2. Versetzen Sie sich in die Rolle des Anderen
Die eigene Wahrnehmung des Risikos muss nicht immer identisch mit die des Gesprächspartners sein. Deshalb sollten Gespräche ordentlich vorbereitet werden. Es lohnt sich im Vorfeld stets Fragen zu stellen, die mehr Klarheit über die Wahrnehmung des anderen bringen.
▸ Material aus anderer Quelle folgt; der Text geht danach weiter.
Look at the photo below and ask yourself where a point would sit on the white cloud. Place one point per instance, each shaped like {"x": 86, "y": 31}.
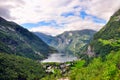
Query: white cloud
{"x": 33, "y": 11}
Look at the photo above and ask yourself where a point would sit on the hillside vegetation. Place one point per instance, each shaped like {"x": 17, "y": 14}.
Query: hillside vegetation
{"x": 15, "y": 39}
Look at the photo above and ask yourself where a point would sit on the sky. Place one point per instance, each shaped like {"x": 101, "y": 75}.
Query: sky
{"x": 53, "y": 17}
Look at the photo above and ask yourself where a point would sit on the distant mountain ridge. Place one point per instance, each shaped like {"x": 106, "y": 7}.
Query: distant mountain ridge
{"x": 71, "y": 42}
{"x": 15, "y": 39}
{"x": 108, "y": 38}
In dem Beispiel mit dem Mitarbeiter, der ohne Schutzbrille Gefahrstoffe umfüllt, können es die folgenden Fragen sein:
- Wie lange arbeitet der Mitarbeiter schon an diesem Arbeitsplatz?
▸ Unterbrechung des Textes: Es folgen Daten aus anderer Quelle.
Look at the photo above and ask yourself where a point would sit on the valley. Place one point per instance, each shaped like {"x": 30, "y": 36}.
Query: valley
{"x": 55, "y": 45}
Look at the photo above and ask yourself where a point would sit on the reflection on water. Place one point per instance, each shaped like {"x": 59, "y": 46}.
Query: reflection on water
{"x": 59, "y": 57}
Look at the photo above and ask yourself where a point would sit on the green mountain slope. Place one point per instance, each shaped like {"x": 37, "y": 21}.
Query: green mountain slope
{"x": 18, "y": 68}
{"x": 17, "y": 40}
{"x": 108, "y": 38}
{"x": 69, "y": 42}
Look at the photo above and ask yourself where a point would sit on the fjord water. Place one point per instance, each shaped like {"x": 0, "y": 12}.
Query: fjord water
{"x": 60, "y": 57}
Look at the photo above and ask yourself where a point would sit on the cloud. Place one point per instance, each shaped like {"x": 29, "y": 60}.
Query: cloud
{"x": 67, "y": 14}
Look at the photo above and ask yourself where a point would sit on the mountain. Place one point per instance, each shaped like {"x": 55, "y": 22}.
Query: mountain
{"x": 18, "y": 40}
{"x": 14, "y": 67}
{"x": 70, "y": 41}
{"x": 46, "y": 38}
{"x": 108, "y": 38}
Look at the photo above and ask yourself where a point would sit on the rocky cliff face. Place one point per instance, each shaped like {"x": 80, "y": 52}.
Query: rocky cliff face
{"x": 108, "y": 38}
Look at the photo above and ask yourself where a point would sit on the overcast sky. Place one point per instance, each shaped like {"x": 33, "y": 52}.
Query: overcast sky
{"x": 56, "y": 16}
- Wurde der Mitarbeiter schon öfters ohne Schutzbrille erwischt?
- Ist ihm oder seiner Kollegen schon einmal ein Arbeitsunfall passiert?
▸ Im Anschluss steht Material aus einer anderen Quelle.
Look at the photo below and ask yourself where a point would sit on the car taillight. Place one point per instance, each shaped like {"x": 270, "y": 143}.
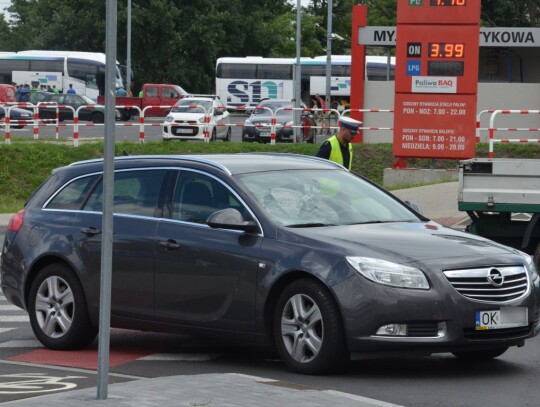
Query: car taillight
{"x": 16, "y": 221}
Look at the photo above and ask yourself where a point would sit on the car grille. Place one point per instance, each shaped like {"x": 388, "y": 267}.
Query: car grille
{"x": 490, "y": 284}
{"x": 185, "y": 129}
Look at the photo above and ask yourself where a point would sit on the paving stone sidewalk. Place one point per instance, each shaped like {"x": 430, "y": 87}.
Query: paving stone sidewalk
{"x": 208, "y": 390}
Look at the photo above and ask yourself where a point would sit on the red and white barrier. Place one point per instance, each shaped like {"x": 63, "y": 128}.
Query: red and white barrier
{"x": 492, "y": 129}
Sollte er bereits häufiger ohne Schutzbrille gesehen worden sein und noch nie ein Arbeitsunfall erlebt oder miterlebt haben, dann ist die Wahrnehmung des Risikos sehr wahrscheinlich eine andere als bei Ihnen. Dementsprechend muss auch die Kommunikation angepasst werden.
3. Treffen Sie die richtigen Worte
Wenn Menschen eine geringe Wahrnehmung eines Risikos besitzen, dann sollte der Versuch von „Emotionen durch Angst“ verhindert werden, weil dieser Versuch in den Augen der Menschen als „weltfremd“ und „Panikmache“ gesehen wird. Es braucht hier einen anderen Weg der Kommunikation. Umso wichtiger ist es, die Sprache des Gegenübers zu sprechen und zu wissen, welche Zugänge sinnvoll genutzt werden können.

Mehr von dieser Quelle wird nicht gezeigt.